C13orf46 Isoform X1 is predicted to consist of a combination of alpha helices, beta sheets, and free random coil regions. There are 22 predicted alpha helices and 18 predicted beta sheets within the predicted structure of C13orf46 Isoform X1.   

   

C13orf46 Isoform X1 contains a series of 26 repeats, which vary in sequence structure and length. Out of the 26 identified repeat sequences, 14 sequences consisted of 20 amino acids, while 5 of the repeats consisted of 21 amino acids, 3 repeats consisted of 22 amino acids, and 4 repeats were 23 amino acids long. Each repeat sequence beings with either the amino acid methionine, isoleucine, or leucine.
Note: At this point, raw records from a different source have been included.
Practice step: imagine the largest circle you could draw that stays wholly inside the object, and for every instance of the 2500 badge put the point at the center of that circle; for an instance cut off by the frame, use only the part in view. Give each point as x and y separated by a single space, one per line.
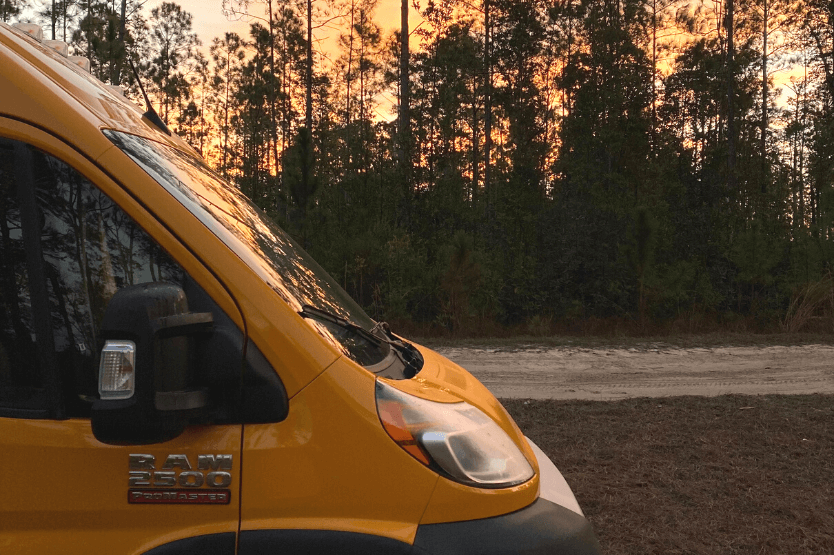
178 482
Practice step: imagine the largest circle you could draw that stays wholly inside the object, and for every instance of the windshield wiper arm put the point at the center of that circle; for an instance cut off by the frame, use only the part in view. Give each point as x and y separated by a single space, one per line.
310 311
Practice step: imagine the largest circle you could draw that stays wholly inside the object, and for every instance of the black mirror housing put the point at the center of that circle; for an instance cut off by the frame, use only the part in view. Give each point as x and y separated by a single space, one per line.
155 317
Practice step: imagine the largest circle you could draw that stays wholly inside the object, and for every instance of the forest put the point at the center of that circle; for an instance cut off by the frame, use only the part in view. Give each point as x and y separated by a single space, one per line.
570 166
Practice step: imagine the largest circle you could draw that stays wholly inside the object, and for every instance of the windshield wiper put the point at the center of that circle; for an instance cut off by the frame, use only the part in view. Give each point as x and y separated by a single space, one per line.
309 311
410 357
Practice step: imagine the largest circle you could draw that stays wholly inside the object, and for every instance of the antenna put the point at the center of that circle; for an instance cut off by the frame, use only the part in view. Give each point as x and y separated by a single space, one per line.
151 114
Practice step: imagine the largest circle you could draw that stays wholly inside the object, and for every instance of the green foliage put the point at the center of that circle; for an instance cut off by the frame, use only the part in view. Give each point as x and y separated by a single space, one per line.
607 187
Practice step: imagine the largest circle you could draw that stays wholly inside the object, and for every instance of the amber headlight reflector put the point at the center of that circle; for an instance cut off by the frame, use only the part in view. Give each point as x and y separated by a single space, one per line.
456 439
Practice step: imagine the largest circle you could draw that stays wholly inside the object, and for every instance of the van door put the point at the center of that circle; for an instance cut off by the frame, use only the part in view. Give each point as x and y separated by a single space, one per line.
65 249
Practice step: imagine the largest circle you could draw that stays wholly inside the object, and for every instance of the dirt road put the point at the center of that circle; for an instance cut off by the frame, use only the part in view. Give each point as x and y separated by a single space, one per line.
606 374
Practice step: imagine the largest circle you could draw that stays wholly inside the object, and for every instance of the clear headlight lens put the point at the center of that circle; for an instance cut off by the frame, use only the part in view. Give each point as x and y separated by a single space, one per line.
456 438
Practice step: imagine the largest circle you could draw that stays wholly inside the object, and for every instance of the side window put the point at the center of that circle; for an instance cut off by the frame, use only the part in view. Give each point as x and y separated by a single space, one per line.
65 249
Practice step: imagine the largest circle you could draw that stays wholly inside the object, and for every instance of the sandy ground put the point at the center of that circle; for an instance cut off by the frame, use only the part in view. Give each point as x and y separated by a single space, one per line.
606 374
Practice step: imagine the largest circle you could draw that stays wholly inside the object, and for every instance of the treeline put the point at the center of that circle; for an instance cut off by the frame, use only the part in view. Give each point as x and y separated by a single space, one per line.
527 161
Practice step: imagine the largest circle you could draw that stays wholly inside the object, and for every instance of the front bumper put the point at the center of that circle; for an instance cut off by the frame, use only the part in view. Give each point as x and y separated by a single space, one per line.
543 528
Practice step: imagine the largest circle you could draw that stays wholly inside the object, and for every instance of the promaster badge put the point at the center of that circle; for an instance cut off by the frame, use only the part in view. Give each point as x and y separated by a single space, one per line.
176 482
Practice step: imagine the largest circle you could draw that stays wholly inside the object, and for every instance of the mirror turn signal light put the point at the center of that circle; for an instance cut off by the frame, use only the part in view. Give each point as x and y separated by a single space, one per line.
117 370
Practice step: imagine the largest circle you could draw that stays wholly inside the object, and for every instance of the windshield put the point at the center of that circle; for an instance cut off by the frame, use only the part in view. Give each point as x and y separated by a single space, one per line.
254 237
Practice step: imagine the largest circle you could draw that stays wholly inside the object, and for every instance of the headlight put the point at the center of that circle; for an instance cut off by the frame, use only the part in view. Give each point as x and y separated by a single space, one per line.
455 439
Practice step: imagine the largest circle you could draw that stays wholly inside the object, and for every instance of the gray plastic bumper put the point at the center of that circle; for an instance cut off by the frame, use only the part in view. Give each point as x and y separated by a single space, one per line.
543 528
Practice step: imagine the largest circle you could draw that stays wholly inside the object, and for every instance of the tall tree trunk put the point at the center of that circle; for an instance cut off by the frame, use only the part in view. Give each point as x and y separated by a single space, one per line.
350 64
731 128
654 76
405 158
309 96
487 105
766 7
273 118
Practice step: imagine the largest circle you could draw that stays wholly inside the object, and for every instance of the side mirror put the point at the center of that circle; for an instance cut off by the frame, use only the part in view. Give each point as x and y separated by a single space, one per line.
146 381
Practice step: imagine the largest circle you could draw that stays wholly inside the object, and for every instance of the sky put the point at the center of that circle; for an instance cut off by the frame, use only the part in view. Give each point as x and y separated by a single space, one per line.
209 21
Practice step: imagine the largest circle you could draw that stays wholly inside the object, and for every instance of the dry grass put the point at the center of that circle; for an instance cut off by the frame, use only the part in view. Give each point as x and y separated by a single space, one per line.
684 341
723 475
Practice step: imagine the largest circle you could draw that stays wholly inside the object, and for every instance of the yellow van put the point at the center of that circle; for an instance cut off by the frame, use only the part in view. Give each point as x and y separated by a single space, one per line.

The main sequence structure of the amino acids within the 26 repeats is MLLLSTGCSSSPPDAPPLHQ. An alignment of the 26 repeats indicate that the most conserved part of the repeat sequence occurs in the middle of the sequences with a triplet of the amino acid serine.

Domains and motifs 
C13orf46 Isoform X1 has a predicted a dimerization domain between amino acids residues 69 to 87.

Regulation and post translational modification 
C13orf46 Isoform X1 is predicted to undergo several post-translational modifications such as phosphorylation, O-GlcNAcylation, mucin type GalNAc O-glycosylation, palmitoylation, and sumoylation. The human C13orf46 Isoform X1 protein also has 11 predicted PPBD-specific binding phosphosites. The most conserved phosphorylation sites occur on the third serine of 23 out of 26 repeats. PKC, PKG, PKA, p38MAPK, GSK3, DNAPK, CKI, cdk5, CKII, and cdc2 are kinases predicted to bind and phosphorylate the human C13orf46 Isoform X1 protein. Predicted phosphorylated sites are also predicted to be sites where O-glycosylation can occur.

Protein interactions 
C13orf46 protein isoform X1 has several predicted S-phase cyclin binding sites, in addition to MAPK and p38 interacting motifs.

Expression 
RNA sequencing shows the expression of C13orf46 is most observed in the lungs, prostate, pancreas, and stomach at intermediate levels. C13orf46 also has lower expression levels in the bone marrow, spleen, thyroid, lymph node, gall bladder, and thymus.

Cellular localization 
C13orf46 Isoform 1 is predicted to be mostly localized within the nucleus. This protein isoform may also be localized on the cell membrane. C13orf46 Isoform X1 is predicted to be mostly localized within the nucleus or cytoplasm.

Homology

Orthologs 
The C13orf46 gene has orthologs to the human C13orf46 isoform 1 protein and C13orf46 isoform X1 protein, found within primates, mammals, birds, reptiles, fish, and invertebrates.

Isoform 1 
Orthologs to the human C13orf46 isoform 1 protein are only known to be found in primates and mammals, suggesting that this part of the C13orf46 gene encoding the C13orf46 isoform 1 protein appeared around 99 million years ago.

Isoform X1 
Predicted orthologs to the human C13orf46 isoform X1 protein are found in primates, mammals, birds, reptiles, fish, and as far as back as invertebrates of the bacterial phylum Legionella.

Paralogs 
Human C13orf46 isoform X1 protein has one predicted paralog among mucins, specifically mucin-1. Mucins play a role in creating protective mucus barriers on epithelial tissues. The MUC1 gene is located on chromosome 1 at 1q22, contains 11 exons, and has 22 different isoforms. Mucins are highly O-glycosylated and contain tandem repeat domains abundant with proline, serine, and threonine. Surrounding the repeat domains are cysteine rich regions. Mucin genes do not always share a common ancestry, are prone to convergent evolution, and are grouped based on their functionality instead of common evolutionary history.